Mortgage rates, which have risen more than half a percent over the last five weeks, fell this week amid fears about the sturdiness of the nation’s banking industry. Silicon Valley Bank and two others that primarily support the technology industry shuttered operations, sending shock waves through the U.S. economy.
The 30-year fixed-rate mortgage decreased to 6.6% this week, Freddie Mac reports. That means most Americans can afford to buy a median-priced home and spend less than 25% of their gross income on their monthly mortgage payment—a gauge for measuring affordability—says Nadia Evangelou, senior economist and director of real estate research at the National Association of REALTORS®.
“Rates may decrease even further in the coming weeks, depending on reactions in the financial market and the outcome of the Fed’s meeting next week,” Evangelou adds.

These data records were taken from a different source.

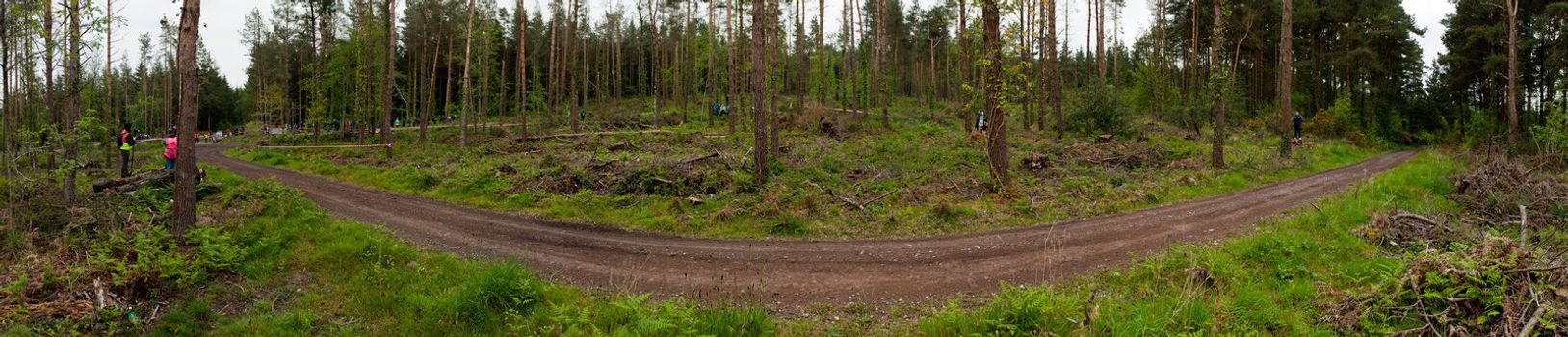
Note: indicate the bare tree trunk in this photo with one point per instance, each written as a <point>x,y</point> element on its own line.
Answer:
<point>759,119</point>
<point>72,96</point>
<point>963,74</point>
<point>996,119</point>
<point>1286,57</point>
<point>1053,67</point>
<point>574,54</point>
<point>386,87</point>
<point>185,167</point>
<point>1220,82</point>
<point>49,79</point>
<point>654,65</point>
<point>881,55</point>
<point>729,57</point>
<point>1100,37</point>
<point>1513,72</point>
<point>110,121</point>
<point>822,42</point>
<point>1159,60</point>
<point>467,94</point>
<point>522,69</point>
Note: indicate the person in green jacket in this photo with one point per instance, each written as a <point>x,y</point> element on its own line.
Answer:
<point>126,143</point>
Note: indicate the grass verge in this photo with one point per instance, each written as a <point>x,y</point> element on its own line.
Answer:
<point>1273,281</point>
<point>918,179</point>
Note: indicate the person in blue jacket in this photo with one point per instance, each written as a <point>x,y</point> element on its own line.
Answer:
<point>1297,122</point>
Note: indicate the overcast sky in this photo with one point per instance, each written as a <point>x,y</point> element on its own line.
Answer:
<point>222,20</point>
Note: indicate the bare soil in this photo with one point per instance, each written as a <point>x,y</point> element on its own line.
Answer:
<point>791,274</point>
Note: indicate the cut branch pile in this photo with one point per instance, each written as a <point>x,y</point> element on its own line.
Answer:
<point>127,184</point>
<point>851,202</point>
<point>1493,289</point>
<point>1495,190</point>
<point>1403,229</point>
<point>1115,154</point>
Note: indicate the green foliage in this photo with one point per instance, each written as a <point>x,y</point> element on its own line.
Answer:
<point>1098,110</point>
<point>1553,134</point>
<point>1273,281</point>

The Federal Reserve meets next week to decide the trajectory of its short-term benchmark interest rate and whether to continue or pull back on aggressive hikes.
Mortgage rates largely follow the course of 10-year Treasury yields, which have been falling ever since the announcement of the closures of Silicon Valley Bank, Signature Bank and Silvergate Capital.
“Turbulence in the financial markets is putting significant downward pressure on rates, which should benefit borrowers in the short-term,” says Sam Khater, Freddie Mac’s chief economist. “During times of high mortgage rate volatility, home buyers would greatly benefit from shopping for additional rate quotes.”
Freddie Mac’s research shows that home buyers could potentially save $600 to $1,200 annually by taking the extra time to shop and collect quotes from multiple lenders.
Freddie Mac reports the following national averages with mortgage rates for the week ending March 16:
- 30-year fixed-rate mortgages: averaged 6.6%, dropping from last week’s 6.73% average. Last year at this time, 30-year rates averaged 4.16%.
- 15-year fixed-rate mortgages: averaged 5.9%, dropping from last week’s 5.95% average. A year ago, 15-year rates averaged 3.39%.